At the moment I'm considering exempting some files from getting elm-formatted but this is rather suboptimal as the majority of the files' contents should adhere to elm-format. There are other suboptimal possibilities like splitting the code of decoders, etc.

avh4 commented 3 years ago

Thanks for opening the discussion! This is something I'm hesitant about but am open to considering. The last time this was discussed, there was not enough community usage of the nested lambda pattern to merit a change on the scale of introducing an formatting configuration (and specifically, intra-file configuration).

As a side-note, there is discussion about changing the formatting for nested lambda patterns here: https://github.com/avh4/elm-format/issues/352

If you (OP) or anyone else has time to contribute, more details about the following would be helpful in weighing the value of this kind of feature against its costs:

You noted you're aware of this already, but for others who might read this thread, FYI here are the current workarounds to ignore formatting for some code by having certain files or folders of files that are unformatted.

4z3 commented 3 years ago

As a side-note, there is discussion about changing the formatting for nested lambda patterns here: #352

Thanks for mentioning, my cursory search of the issues hasn't brought it up :) I think with that, we can close this issue as duplicate. Either way, I'm going to answer the points here:

specific details about why the current behavior is unacceptable and the current workarounds suboptimal for your particular use

The current behavior of indenting the nested lambdas renders the code unreadable, especially when dealing with lots of fields (too deep indentation causes wrapping of code in the editor) or e.g. when fields get added (hard to spot changes in diffs in reviews because "everything changes" due to indentation). In fact, I have not seen any good alternative approach in dealing with large, handwritten decoders. Of course, generated decoders are better when available and we do generate decoders using openapi-generator when swagger/openapi specs are available. But for example when writing decoders for configuration, no swagger is available and fields get added rather frequently.

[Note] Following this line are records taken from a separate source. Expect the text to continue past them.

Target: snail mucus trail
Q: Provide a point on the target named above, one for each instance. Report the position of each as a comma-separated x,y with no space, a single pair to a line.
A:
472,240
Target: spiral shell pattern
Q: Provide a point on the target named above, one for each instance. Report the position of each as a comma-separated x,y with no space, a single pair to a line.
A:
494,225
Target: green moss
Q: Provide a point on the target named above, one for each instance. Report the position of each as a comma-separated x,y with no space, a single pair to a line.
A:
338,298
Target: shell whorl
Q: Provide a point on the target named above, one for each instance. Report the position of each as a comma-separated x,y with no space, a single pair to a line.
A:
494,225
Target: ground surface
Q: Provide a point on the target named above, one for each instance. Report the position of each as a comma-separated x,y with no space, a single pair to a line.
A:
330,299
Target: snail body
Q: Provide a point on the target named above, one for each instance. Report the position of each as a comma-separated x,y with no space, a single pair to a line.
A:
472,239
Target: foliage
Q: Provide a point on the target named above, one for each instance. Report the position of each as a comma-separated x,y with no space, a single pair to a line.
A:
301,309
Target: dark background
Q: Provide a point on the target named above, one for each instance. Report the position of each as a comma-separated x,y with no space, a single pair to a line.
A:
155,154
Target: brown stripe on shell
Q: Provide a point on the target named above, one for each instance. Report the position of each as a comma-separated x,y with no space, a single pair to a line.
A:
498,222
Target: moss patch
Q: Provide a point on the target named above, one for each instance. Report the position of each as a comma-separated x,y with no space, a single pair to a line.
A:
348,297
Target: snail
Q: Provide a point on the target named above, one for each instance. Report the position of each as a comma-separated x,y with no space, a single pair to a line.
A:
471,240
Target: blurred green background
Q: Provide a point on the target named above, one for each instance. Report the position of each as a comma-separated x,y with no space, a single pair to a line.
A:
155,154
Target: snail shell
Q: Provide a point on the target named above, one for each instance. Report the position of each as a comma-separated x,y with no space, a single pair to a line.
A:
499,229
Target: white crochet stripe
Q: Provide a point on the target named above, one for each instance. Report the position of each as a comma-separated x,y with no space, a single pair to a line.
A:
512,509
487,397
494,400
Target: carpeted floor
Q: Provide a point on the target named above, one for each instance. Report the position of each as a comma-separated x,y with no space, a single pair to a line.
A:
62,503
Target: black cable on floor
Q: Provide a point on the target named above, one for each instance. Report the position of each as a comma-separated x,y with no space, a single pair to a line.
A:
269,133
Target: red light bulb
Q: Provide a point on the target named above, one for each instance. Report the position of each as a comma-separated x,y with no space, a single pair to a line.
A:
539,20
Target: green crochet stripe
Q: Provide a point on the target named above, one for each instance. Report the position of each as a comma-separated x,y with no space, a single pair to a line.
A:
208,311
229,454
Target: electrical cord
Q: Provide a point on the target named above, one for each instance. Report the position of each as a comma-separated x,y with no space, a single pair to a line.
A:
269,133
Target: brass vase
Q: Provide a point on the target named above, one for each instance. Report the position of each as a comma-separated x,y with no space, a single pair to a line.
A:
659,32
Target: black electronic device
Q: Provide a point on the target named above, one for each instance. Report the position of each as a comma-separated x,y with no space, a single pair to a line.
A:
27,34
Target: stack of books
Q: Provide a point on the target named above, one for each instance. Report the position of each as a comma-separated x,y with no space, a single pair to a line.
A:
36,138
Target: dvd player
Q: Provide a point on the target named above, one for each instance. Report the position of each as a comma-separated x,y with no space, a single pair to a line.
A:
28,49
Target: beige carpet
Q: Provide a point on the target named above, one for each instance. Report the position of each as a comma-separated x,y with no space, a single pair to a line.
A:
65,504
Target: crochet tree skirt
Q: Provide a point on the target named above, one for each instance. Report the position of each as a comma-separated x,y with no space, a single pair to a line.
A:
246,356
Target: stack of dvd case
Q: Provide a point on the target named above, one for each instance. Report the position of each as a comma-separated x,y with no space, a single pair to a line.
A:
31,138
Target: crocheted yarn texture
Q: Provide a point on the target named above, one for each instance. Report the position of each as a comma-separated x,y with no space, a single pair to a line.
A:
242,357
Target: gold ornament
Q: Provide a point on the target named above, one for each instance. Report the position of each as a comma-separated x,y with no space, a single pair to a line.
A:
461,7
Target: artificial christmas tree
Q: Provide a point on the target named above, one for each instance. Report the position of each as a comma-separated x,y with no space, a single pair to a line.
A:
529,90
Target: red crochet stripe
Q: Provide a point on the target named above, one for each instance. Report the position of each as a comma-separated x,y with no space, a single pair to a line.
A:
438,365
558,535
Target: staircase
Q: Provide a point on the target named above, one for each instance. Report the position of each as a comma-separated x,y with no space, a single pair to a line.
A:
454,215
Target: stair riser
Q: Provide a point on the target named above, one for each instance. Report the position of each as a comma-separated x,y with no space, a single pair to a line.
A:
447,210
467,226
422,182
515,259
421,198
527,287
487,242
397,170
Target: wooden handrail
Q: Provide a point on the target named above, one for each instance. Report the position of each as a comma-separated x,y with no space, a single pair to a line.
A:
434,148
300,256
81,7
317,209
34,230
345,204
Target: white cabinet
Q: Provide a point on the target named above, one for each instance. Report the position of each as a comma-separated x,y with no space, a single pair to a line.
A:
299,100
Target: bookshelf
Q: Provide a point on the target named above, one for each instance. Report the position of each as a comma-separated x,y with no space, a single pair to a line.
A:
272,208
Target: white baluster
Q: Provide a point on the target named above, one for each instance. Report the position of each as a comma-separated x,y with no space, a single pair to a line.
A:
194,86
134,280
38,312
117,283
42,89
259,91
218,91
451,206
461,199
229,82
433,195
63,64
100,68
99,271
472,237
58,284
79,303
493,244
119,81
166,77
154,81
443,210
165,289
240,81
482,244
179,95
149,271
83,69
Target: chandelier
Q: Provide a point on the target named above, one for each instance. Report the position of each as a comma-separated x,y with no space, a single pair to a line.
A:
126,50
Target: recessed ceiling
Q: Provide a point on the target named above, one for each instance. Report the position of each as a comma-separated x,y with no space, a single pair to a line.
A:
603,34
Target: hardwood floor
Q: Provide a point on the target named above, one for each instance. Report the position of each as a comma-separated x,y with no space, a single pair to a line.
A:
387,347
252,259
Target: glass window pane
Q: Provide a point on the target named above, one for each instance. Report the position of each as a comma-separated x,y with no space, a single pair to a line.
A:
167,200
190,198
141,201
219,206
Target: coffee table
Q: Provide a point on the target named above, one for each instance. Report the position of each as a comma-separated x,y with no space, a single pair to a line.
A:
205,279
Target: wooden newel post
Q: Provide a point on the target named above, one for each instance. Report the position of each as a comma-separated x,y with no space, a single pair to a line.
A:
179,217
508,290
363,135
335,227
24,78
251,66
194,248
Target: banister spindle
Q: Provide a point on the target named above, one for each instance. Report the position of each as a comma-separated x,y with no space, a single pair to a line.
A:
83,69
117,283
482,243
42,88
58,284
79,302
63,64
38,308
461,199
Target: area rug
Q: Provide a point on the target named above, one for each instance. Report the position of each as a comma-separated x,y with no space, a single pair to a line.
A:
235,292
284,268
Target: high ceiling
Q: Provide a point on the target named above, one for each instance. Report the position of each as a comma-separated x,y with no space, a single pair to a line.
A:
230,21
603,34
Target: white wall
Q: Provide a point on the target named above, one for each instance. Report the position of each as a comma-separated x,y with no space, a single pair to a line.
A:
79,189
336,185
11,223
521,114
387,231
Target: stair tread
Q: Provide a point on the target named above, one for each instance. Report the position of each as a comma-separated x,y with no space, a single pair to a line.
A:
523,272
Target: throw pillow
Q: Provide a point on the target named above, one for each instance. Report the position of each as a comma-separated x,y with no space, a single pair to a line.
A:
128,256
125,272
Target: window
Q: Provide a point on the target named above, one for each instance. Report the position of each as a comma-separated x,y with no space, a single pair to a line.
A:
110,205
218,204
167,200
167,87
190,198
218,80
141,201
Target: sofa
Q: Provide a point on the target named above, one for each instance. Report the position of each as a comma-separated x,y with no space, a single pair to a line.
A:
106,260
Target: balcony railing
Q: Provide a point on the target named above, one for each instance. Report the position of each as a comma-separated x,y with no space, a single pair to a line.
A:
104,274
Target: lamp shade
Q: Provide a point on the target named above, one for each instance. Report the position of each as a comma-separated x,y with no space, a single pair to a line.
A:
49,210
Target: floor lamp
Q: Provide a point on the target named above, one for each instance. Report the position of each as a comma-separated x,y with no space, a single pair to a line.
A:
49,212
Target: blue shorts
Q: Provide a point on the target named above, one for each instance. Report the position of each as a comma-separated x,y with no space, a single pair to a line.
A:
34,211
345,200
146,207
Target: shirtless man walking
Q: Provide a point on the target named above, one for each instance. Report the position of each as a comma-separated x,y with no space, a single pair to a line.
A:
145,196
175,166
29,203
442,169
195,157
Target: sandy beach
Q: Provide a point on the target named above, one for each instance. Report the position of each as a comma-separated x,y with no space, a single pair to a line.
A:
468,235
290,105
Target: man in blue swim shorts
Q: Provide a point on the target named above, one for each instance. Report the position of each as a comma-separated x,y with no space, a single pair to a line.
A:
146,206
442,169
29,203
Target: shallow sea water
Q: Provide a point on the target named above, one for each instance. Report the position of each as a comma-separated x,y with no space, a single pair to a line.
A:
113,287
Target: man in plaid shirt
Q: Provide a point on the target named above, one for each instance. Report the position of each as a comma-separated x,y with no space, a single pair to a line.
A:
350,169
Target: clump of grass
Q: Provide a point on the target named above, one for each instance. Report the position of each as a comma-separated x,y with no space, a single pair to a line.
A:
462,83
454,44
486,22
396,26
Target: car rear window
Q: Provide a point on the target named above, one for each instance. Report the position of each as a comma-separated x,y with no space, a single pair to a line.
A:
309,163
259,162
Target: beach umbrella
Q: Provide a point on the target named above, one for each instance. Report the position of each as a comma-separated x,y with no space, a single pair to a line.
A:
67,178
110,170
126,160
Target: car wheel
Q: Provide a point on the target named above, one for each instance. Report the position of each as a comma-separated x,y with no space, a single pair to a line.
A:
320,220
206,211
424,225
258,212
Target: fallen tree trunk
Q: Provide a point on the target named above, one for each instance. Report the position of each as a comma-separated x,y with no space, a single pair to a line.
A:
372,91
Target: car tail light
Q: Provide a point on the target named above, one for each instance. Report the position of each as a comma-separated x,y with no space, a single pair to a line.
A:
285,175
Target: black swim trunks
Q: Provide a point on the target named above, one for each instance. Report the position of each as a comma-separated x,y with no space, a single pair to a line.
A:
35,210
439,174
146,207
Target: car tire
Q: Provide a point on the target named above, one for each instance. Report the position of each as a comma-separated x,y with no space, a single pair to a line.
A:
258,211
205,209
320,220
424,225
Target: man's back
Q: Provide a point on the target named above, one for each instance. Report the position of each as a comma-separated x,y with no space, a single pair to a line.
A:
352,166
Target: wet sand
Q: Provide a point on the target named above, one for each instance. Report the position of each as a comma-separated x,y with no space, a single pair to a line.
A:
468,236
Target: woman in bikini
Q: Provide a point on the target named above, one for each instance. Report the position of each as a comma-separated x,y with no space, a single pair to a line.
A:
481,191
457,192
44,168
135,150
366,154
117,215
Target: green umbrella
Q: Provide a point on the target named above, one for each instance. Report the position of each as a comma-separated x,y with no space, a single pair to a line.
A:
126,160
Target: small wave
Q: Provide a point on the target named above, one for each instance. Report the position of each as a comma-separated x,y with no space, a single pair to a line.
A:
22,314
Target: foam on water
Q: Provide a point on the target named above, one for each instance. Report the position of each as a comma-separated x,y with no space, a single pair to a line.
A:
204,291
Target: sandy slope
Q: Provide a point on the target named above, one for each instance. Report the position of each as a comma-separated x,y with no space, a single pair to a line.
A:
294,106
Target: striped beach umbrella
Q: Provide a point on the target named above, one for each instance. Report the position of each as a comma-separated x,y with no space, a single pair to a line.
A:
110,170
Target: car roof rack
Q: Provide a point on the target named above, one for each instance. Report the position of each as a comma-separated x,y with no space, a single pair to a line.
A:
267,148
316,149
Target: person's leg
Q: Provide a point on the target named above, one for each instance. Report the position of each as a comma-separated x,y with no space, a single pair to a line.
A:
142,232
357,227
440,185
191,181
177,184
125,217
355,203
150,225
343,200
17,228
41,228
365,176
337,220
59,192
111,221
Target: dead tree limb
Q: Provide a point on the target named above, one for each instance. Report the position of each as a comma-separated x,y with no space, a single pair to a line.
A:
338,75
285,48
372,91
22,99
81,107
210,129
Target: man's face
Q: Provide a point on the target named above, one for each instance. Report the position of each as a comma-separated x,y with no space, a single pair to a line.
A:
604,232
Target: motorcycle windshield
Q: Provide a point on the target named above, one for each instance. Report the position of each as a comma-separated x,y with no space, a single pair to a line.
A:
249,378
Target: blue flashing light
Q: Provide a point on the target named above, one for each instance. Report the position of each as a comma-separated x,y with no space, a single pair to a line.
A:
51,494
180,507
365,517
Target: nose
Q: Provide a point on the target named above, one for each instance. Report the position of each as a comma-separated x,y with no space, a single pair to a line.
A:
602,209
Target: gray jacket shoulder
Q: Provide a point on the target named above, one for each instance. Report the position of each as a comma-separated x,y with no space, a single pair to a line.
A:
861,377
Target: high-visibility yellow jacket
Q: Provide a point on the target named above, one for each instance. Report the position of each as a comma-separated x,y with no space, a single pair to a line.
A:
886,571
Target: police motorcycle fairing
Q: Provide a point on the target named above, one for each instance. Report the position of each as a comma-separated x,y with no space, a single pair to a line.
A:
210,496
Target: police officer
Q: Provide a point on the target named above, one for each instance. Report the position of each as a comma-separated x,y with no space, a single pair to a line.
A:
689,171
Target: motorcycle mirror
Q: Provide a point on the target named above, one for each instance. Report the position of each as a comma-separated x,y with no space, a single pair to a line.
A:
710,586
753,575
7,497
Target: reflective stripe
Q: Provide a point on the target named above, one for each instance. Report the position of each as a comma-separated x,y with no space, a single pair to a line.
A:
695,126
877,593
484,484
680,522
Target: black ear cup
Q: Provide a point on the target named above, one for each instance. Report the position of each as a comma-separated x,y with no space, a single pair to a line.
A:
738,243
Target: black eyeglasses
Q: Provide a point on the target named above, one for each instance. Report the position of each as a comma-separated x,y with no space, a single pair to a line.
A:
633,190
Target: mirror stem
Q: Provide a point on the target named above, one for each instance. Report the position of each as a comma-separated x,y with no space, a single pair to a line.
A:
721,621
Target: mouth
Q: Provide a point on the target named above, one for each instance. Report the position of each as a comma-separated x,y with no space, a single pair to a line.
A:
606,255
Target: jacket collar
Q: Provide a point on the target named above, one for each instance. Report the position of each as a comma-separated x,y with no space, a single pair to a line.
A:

some quantification of the impact would also be helpful (how often are such decoders written/read/edited, and how much time is spent dealing with the formatting, and has it led to bugs?)

I can, of course, only talk for myself, but a conservative estimation is "on a weekly basis", both reading and writing. To put that into numbers:

$ echo $(find $(ls -d */src) -name \*.elm -exec grep -H Json.Decode {} +|cut -d: -f1 | sort -u|wc -l) / $(find $(ls -d */src) -name \*.elm|wc -l) | bc
.39285714

So about 40% of the files I'm working with have a decoder, which, albeit often implemented using Json.Decode.mapX, are candidates for nested lambdas. YMMV

details about any benefits you've seen from using nested lambdas here over other approaches that don't need that kind of nesting

The main benefit are:

The typical structure is:

decoder =
    attempt "a" |> \maybeA ->
    attempt "b" |> \maybeB ->
    attempt "c" |> \maybeC ->
    ...
    let
        a =
            Maybe.withDefault ... maybeA

        b =
            Maybe.withDefault ... maybeB

        ...
    in
    succeed
        { a = a
        , b = b
        , c = c
        ...
        }

There might be better approaches doing decoders, but I am not aware of them.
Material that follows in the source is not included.